Iconic Yellow Buses Banned From Lagos Business District

Iconic Yellow Buses Banned From Lagos Business District

The Nigerian government last week banned yellow commercial buses, known popularly as molue, from crossing the link bridges to Lagos Island and operating in the central business district, according to a report in All Africa.

For decades, molue were the major means of commercial commuting in the city, the report said. Over time, the poorly-maintained, rickety and smoky buses started becoming an eyesore, contributing to worsening traffic congestion and accidents.

The name molue was coined from the English word, “maul,” – as in rough handling – because of the way passengers scramble to board the bus, according to an official with the National Union of Road Transport Workers.

Afro beat maestro Fela Anikulapo Kuti dedicated an album, “Suffering and Smiling,” to the molue. Fela sang about “44 passengers sitting and 99 standing,” to call the government’s attention to the abysmal state of public transportation in the country, the report said.

Government officials said molue can operate in any other part of the state aside from the restricted areas.

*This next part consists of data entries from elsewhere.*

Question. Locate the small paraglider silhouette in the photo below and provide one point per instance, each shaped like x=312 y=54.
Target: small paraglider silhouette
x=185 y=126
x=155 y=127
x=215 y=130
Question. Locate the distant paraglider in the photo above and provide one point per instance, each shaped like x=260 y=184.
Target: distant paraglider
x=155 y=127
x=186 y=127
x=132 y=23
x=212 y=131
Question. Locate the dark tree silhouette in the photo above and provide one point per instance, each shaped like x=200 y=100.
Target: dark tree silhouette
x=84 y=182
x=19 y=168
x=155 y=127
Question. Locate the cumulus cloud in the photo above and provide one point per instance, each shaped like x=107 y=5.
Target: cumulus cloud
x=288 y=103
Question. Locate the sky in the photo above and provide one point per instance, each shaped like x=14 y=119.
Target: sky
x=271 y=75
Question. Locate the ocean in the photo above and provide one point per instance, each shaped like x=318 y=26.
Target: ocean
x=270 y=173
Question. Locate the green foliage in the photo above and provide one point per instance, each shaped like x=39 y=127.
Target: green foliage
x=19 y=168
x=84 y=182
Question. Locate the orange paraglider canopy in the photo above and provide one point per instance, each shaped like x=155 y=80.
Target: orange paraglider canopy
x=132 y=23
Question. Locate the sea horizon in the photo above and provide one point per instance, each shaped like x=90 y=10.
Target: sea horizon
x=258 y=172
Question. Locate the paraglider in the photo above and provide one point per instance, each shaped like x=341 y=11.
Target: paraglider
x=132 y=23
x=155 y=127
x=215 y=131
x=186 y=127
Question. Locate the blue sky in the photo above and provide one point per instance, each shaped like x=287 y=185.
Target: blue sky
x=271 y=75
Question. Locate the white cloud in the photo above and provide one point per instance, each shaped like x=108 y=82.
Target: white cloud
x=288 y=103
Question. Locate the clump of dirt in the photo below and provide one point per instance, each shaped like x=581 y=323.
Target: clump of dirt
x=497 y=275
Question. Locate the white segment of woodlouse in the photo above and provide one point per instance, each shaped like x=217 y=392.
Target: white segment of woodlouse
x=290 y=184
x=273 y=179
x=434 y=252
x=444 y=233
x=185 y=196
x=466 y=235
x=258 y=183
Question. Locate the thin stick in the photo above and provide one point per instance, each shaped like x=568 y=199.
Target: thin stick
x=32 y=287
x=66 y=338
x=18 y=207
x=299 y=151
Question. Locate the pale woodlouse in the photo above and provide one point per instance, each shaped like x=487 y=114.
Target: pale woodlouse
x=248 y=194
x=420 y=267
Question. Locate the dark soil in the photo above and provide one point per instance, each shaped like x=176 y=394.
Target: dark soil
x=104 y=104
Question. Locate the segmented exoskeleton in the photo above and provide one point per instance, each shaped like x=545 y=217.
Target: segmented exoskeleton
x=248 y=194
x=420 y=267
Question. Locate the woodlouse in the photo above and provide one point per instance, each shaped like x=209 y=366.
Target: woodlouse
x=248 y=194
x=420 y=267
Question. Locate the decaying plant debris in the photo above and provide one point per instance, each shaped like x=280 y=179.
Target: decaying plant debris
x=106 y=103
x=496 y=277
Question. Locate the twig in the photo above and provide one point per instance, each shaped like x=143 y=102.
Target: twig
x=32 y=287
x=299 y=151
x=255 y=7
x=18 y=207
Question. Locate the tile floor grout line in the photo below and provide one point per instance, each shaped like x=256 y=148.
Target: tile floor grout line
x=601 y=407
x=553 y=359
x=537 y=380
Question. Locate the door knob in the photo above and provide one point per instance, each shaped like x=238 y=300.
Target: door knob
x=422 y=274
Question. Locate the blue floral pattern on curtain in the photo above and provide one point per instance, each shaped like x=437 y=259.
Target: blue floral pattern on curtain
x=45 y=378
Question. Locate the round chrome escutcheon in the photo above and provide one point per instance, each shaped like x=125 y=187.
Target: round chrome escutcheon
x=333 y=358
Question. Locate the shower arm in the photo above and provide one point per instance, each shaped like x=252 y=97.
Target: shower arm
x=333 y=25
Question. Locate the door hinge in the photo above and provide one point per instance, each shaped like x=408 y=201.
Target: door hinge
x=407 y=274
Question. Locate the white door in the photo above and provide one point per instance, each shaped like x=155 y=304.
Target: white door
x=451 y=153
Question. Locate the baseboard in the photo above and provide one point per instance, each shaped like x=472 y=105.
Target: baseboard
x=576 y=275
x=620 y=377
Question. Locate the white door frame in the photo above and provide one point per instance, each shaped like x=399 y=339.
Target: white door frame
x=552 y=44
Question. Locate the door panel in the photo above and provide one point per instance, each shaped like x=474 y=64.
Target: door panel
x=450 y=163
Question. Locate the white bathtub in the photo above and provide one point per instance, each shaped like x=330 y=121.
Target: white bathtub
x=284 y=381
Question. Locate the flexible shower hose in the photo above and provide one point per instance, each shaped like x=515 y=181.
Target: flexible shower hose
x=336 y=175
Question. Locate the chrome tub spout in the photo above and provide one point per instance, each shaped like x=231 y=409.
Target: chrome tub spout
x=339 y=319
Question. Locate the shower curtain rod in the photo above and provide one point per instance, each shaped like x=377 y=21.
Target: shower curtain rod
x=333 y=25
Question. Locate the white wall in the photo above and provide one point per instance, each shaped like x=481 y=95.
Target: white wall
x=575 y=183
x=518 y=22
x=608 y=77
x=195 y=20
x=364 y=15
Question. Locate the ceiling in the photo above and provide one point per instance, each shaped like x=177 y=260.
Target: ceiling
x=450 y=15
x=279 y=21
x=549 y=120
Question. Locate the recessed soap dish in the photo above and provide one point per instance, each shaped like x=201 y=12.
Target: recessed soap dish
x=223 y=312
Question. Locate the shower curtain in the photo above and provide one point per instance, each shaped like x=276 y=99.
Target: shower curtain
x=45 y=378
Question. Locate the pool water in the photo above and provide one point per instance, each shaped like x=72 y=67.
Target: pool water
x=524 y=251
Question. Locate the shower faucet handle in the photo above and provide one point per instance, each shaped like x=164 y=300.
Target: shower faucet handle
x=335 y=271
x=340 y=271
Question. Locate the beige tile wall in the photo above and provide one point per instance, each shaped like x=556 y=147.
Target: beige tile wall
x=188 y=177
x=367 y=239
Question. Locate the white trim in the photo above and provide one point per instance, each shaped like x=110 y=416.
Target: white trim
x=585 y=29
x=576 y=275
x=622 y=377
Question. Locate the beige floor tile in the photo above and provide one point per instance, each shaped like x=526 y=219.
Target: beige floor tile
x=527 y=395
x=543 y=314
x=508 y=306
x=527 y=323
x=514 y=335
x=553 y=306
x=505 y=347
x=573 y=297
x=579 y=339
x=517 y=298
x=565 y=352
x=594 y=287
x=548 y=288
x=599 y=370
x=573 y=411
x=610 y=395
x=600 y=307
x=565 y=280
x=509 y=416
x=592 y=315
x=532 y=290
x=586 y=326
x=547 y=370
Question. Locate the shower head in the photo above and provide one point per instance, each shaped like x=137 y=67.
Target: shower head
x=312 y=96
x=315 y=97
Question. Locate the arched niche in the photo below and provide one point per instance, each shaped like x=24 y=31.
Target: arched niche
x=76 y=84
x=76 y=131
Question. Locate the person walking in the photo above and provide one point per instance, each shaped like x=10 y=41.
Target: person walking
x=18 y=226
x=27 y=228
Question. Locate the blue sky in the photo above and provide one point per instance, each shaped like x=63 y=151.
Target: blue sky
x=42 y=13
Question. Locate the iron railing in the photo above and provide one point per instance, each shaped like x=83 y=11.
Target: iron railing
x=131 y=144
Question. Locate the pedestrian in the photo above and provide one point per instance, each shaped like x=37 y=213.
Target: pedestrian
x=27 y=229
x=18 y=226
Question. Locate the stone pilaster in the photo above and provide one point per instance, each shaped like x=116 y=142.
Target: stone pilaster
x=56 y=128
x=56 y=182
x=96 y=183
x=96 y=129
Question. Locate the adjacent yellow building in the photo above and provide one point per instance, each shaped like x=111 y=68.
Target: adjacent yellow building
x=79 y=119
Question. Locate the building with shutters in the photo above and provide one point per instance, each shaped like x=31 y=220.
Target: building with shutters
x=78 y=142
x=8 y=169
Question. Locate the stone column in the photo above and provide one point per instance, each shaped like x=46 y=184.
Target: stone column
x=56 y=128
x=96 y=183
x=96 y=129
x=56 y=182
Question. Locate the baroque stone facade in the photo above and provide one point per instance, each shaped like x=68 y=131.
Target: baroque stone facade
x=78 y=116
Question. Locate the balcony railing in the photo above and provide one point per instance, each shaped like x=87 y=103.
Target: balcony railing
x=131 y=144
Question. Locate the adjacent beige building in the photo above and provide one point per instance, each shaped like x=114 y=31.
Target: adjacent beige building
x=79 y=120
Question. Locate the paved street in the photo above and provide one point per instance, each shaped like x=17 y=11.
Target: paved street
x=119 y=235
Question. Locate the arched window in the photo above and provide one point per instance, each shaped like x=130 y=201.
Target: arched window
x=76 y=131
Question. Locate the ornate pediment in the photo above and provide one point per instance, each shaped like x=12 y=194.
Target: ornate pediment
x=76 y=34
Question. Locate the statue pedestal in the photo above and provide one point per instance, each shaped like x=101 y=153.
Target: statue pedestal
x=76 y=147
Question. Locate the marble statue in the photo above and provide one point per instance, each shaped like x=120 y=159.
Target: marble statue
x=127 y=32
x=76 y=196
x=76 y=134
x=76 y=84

Anthony Ikenna, a concerned resident, said, “This is another anti-poor legislation. The state government should have provided enough BRT (Bus Rapid Transit) buses before banning the alternative. Passengers sometimes spend three hours waiting for buses.”

Dayo Mobereola, managing director of the Lagos Metropolitan Area Transport Authority, said the government will introduce 50 new buses and refurbish 100 serviceable vehicles by the end of September.